Exclusive Interview: “We Sold Our Souls” Author Grady Hendrix


According to legend, Robert Johnson made a deal with the devil to become the greatest bluesman of all time. But how pissed would you be if you were Johnson’s guitarist, and he not only left you behind after making this deal, but the soul he sold was yours?

Such is the premise of Grady Hendrix’s comedic horror novel We Sold Our Souls, which is now available in paperback after being released in hardcover and digitally last year.

Grady Hendrix We Sold Our Souls

To start, what is We Sold Our Souls about?

Kris Pulaski’s metal band was about to break big in the ’90s when their lead singer sold them out and went off to become a solo act sensation, leaving his old friends behind to rot in rural Pennsylvania. Decades later, Kris has hung up her Gibson and finally gotten used to being a footnote in someone else’s success story when she learns the secret to their former lead singer’s success: he didn’t sell his soul to dark forces for fame and glory, he sold Kris’.

Where did you get the idea for We Sold Our Souls and how did the plot evolve as you wrote it?

I wanted to do a heavy metal riff on the Faustian bargain story, but as I dug into the book I realized I needed to take the idea of selling souls seriously, and that opened up a host of questions: Who’s buying? What’s the market value of a soul? What’s the process of selling a soul? Do you get a receipt? That took the book in an even darker and more intense direction.

We Sold Our Souls sounds like a horror story. Is that how you see it?

It’s horror.

It also sounds like it might be a bit humorous.

I’m probably the worst person to ask if my book is humorous or not. I don’t think anything I write is funny. Other people tell me it is. You might want to ask them.

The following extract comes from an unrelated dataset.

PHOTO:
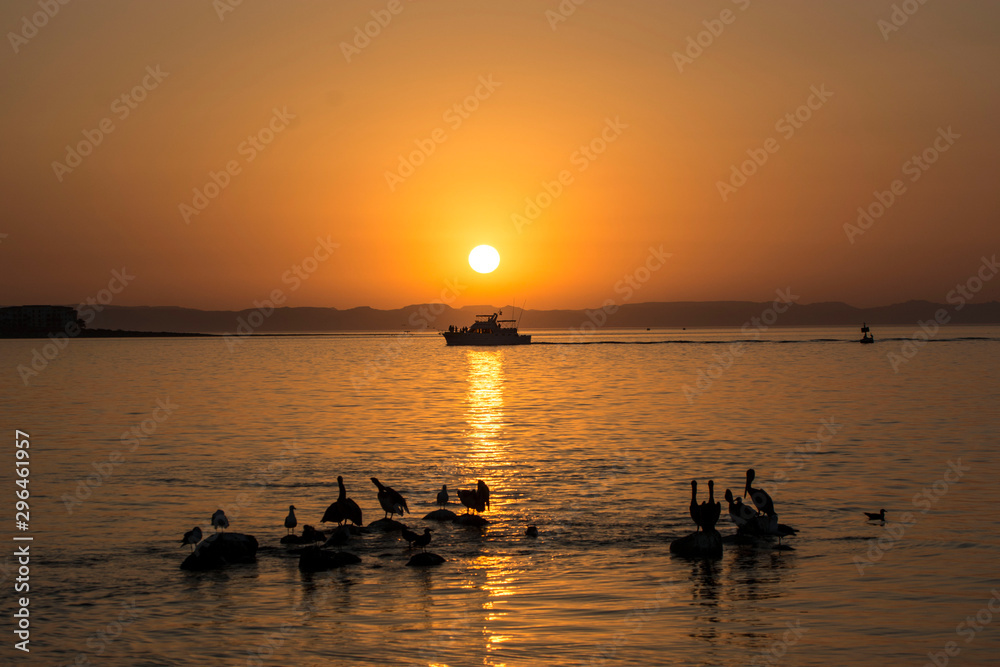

We Sold Our Souls is not your first novel. Are there any writers or specific stories that had a big impact on We Sold Our Souls but not on anything else you’ve written?

The biggest influences on this book were heavy metal music and conspiracy theories, not any particular book or writer. Spending time in the conspiracy community takes you to some dark places these days, and that definitely had an impact on We Sold Our Souls. And heavy metal music, to me, is all about freedom and that served as a force pulling in the opposite direction.

So aside from the title, what influence did Black Sabbath and their We Sold Our Souls For Rock ‘n’ Roll compilation have on this story?

The compilation had zero impact beyond the title, but Black Sabbath were my way into metal. I’m not a natural metalhead and so it took me a long time and a lot of listening to find that one track that served as my gateway drug. Weirdly enough, or maybe not so weirdly, that wound up being the first track from Sabbath’s first album [“Black Sabbath”]. I guess it makes sense to start at the beginning.

Now, the paperback edition of We Sold Our Souls has a different cover than the hardcover edition that came out last year. What prompted you to change the cover? Was it because you were super determined to get it into Rolling Stone? Or annoy their lawyers?

You’d have to ask the art department about that. Writers have about zero input into their covers.

Aside from the cover, is there anything else new in or different about the paperback version?

No, it’s the same book.

In the back of the paperback version of We Sold Our Souls it says you have a new novel coming out next March called The Southern Book Club’s Guide To Slaying Vampires. What is it about?

It’s about a book club down South that kills a vampire. That’s honestly about it.

It sounds to me like people who enjoy We Sold Our Souls will like The Southern Book Club’s Guide To Slaying Vampires. Do you concur?

I have no idea what people are going to like or why. If I did, every single book I wrote would be a bestseller.

Two of your previous novels, Horrorstor and My Best Friend’s Exorcism, have been optioned for the movies and TV. Has there been any interest in adapting We Sold Our Souls yet?

There’s been some interest but to be honest it’s a really hard book to adapt since so much of it is musical and internal. I think people get interested and then start seeing how weird the finished product will be and they get scared.

If it does happen, would you want to write or co-write the screenplay like you did for the movies Satanic Panic, which was based on a story you co-wrote with Ted Geoghegan, or Mohawk, which you and Ted cowrote?

It’d be fun to write it, but I’m pretty swamped right now with other work.

If a movie or show of We Sold Our Souls was to be made, who would you want them to cast as Kris and the other major characters?

People love to ask this question and I honestly never have a good answer except in this case: Juliette Lewis [Whip It!] is Kris Pulaski. She even has a band.

And what roles would you give Ozzy Osbourne, Geezer Butler, Tony Iommi, and Bill Ward?

I think I’ll let those guys enjoy their retirement.

Grady Hendrix We Sold Our Souls

Finally, if someone enjoys We Sold Our Souls which of your other novels would you suggest they read while waiting for The Southern Book Club’s Guide To Slaying Vampires to come out?

Pick up My Best Friend’s Exorcism since it seems to be the book I wrote that pleases the most crowds.